THE most recent British Attitudes Survey tells us that 51 per cent of people in the UK are of no religion. But then, countless polls and surveys told us that Hillary Clinton would win last year, and that Theresa May was going to cruise through this year. So why should we believe polls about religious faith, when political polls are so unreliable?

Professor Robert Wuthnow, inter­viewed as part of Beyond Belief (Radio 4, Monday of last week), says that polling on religion tends not to measure categories of belief so much as define them. In the United States, on which his research is focused, getting a hold on the beliefs of Evangelical voters is a central preoccupation of pollsters. But, Wuthnow says, the process serves only to con­tribute to a feedback loop of cat­egorisation and self-identification.
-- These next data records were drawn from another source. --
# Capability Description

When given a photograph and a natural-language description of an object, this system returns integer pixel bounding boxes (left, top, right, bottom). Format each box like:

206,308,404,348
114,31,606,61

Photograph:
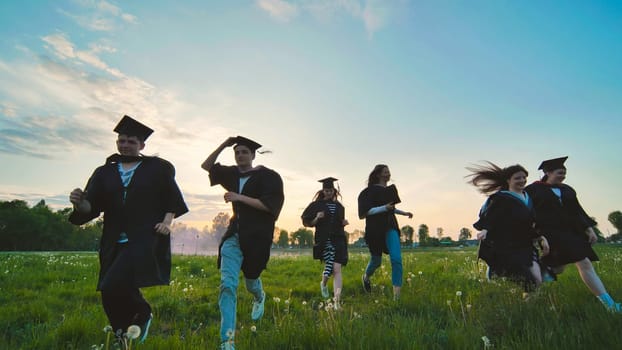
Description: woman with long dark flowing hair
302,177,348,308
358,164,413,300
467,162,548,291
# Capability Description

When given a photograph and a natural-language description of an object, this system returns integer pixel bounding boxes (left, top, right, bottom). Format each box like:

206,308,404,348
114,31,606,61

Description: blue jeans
365,229,403,287
218,234,263,342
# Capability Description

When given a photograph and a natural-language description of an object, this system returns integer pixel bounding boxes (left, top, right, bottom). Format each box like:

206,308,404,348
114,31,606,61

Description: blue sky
0,0,622,237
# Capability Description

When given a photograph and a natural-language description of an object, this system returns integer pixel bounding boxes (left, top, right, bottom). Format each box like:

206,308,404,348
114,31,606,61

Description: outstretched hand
540,236,551,256
585,227,598,244
154,222,171,235
69,188,91,213
477,230,488,241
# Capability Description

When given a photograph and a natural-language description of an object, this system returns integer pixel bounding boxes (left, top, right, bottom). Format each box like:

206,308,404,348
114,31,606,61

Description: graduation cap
114,115,153,141
233,136,261,152
318,177,337,189
538,157,568,172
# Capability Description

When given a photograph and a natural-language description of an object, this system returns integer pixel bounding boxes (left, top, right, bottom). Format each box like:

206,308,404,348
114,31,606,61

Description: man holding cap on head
525,157,622,312
69,116,188,342
201,136,284,349
302,177,348,308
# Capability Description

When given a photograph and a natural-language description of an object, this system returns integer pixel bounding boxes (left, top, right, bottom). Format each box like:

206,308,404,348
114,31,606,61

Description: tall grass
0,246,622,350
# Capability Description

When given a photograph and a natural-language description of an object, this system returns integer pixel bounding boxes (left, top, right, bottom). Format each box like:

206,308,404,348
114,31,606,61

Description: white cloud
257,0,298,22
257,0,407,37
58,0,138,31
41,33,123,78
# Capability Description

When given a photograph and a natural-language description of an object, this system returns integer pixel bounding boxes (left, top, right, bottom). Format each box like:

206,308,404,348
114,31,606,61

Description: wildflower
126,324,140,339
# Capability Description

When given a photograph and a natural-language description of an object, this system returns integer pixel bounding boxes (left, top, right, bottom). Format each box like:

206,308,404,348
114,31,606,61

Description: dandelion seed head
126,324,140,339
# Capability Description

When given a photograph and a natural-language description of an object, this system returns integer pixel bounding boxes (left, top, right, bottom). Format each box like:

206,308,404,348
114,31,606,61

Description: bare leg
393,286,402,300
529,261,542,287
575,258,607,296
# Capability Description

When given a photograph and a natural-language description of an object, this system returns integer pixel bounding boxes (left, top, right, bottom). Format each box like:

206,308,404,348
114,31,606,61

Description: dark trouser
102,288,151,333
100,243,151,333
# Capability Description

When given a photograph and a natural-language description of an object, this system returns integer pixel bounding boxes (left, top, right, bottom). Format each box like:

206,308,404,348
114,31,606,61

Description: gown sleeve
358,187,373,219
69,167,104,225
258,170,285,220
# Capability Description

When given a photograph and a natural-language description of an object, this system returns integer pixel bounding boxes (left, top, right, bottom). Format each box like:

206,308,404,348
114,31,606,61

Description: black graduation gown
358,185,400,256
209,163,285,279
473,191,539,282
525,181,598,267
69,157,188,290
302,199,348,266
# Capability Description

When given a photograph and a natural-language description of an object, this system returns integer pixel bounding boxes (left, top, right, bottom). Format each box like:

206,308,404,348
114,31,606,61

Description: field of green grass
0,245,622,350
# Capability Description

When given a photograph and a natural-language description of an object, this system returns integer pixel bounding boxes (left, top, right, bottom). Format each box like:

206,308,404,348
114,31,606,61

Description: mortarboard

The only questions worth asking, Andrew Graystone, of the Church Media Network, says, are the ones that you ask of your God at three in the morning. Religious polling is be­­coming increasingly ludicrous; soon we will be getting headlines such as “Answered prayer up 15%!” and “Acts of spontaneous kindness at a 30-year low!”
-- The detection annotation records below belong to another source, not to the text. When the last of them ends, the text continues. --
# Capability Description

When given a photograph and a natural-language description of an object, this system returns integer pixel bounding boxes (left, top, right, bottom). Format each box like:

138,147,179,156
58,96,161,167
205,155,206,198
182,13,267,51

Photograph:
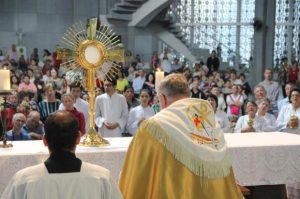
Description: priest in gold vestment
119,74,243,199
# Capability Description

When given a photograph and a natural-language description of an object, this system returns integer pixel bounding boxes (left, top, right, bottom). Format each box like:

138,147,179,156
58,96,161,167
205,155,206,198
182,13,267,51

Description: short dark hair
289,87,300,103
45,111,79,152
206,94,219,108
70,81,82,90
104,77,117,87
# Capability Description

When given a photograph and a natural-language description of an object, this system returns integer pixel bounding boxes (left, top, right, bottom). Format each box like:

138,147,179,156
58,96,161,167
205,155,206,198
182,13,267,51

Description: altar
0,132,300,193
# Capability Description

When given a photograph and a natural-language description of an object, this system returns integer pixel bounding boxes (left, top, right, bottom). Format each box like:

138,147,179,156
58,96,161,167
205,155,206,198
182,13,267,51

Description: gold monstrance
57,18,124,146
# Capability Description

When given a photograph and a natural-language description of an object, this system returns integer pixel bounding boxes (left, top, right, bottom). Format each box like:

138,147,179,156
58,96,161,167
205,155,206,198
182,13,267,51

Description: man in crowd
1,111,122,199
277,83,295,112
6,113,30,141
159,48,173,74
120,74,243,199
95,80,128,137
259,68,279,114
59,82,90,132
206,50,220,74
132,69,146,98
22,111,45,140
254,85,267,104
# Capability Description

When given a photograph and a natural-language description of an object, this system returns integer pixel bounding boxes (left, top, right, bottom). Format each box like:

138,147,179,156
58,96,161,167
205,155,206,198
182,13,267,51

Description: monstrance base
79,128,109,147
0,144,13,148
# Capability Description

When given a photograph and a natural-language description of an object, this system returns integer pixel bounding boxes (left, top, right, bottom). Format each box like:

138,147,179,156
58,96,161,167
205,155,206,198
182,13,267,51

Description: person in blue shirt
21,111,45,140
6,113,31,141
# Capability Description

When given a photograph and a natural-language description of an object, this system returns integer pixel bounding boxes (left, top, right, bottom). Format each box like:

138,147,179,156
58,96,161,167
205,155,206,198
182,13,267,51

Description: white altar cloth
225,132,300,186
0,133,300,193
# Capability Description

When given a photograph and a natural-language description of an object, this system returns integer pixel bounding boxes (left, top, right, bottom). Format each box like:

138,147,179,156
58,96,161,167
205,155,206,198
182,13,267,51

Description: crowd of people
0,45,300,198
0,45,300,140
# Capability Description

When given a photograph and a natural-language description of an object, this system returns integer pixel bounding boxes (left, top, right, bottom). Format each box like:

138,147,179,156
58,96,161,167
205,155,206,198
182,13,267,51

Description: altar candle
0,69,10,91
155,71,165,92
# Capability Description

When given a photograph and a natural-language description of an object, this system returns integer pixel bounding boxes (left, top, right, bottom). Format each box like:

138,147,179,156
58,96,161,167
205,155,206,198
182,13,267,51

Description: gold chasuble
120,99,243,199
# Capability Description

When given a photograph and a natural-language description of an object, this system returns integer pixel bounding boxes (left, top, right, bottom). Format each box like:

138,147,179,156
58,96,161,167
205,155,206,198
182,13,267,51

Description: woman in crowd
124,85,140,111
143,72,155,97
207,94,231,133
48,67,64,99
38,83,60,122
10,75,20,90
126,89,155,135
116,70,129,93
257,98,277,132
28,59,40,75
226,84,244,117
234,101,265,133
27,68,35,83
43,49,52,62
18,74,37,94
277,88,300,134
150,51,159,71
61,94,85,136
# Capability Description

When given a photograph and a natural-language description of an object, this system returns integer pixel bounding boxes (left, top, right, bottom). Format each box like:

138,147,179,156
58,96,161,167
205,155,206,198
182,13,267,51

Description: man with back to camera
1,111,122,199
119,74,243,199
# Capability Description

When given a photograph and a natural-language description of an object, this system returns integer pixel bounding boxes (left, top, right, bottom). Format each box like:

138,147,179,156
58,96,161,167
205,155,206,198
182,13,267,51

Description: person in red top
0,91,18,130
61,94,85,136
289,61,299,83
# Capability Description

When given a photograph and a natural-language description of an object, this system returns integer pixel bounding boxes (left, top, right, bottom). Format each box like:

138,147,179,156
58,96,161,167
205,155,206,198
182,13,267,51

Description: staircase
107,0,147,22
107,0,209,62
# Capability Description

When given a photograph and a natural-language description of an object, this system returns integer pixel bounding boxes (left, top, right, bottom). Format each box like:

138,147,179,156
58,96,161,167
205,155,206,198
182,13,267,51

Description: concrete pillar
252,0,276,85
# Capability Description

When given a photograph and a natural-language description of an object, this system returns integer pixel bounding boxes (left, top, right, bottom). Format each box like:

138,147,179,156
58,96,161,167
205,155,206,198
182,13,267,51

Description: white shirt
95,92,128,137
277,97,290,111
215,110,231,133
226,94,244,116
259,81,279,103
159,53,173,73
126,105,155,135
58,98,90,132
234,115,265,133
1,162,122,199
276,104,300,131
218,95,226,111
256,113,278,132
132,76,146,94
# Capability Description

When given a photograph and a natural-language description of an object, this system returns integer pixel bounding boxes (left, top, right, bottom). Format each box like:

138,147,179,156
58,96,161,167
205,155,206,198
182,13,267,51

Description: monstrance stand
57,18,124,146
But pollsters were misunder-stood, Katie Harrison, from the Faith Unit at ComRes, replied. There was much in religious polling that was misreported by lazy journalists — al­­though, since many of these polls are commissioned by lazy journalists, it is hard to feel sympathetic.

Yet there are ways to corroborate at least some aspects of religious surveys: one is to count bums on pews. To that extent, they are less like the predictive polls of political campaigning and more like polls conducted at the end of it all, which have, in recent years, proved eerily accurate. It seems appropriate that those who cherish religious belief might regard the British Attitudes Survey as an exit poll.

If church attendance is dwindling, the desire to sing religious music ap­­pears to be on an ever-ascending tra­jectory. It is said that you are never more than 15 miles in Britain from a choir of some description; and, in A Choral History of Britain (Radio 4, Wednesday of last week), Roderick Williams is charting our nation’s mu­­sical passion.

This promises to be an engaging series. Williams, a fine baritone and composer, is also a knowledgeable presenter, happy to immerse himself in a vast choir of amateurs for a performance of Mahler’s gargantuan Second Symphony.

The first programme, however, was a curious attempt to graft to­­gether two themes, one being hum­anity’s evolutionary relationship with singing, and the other, our own island’s history. It was like starting a history of the English-speaking peoples with an account of the forma­­tion of the earth’s crust.

The only man foolhardy enough to make the connection was the philosopher, musicologist, and Brexiteer Roger Scruton. The tradition of sing­ing in four-part harmony, apparently, speaks to a primordial sense of nationhood. It takes a particular genius to recruit to the cause of patriotic chauvinism the laws of music theory.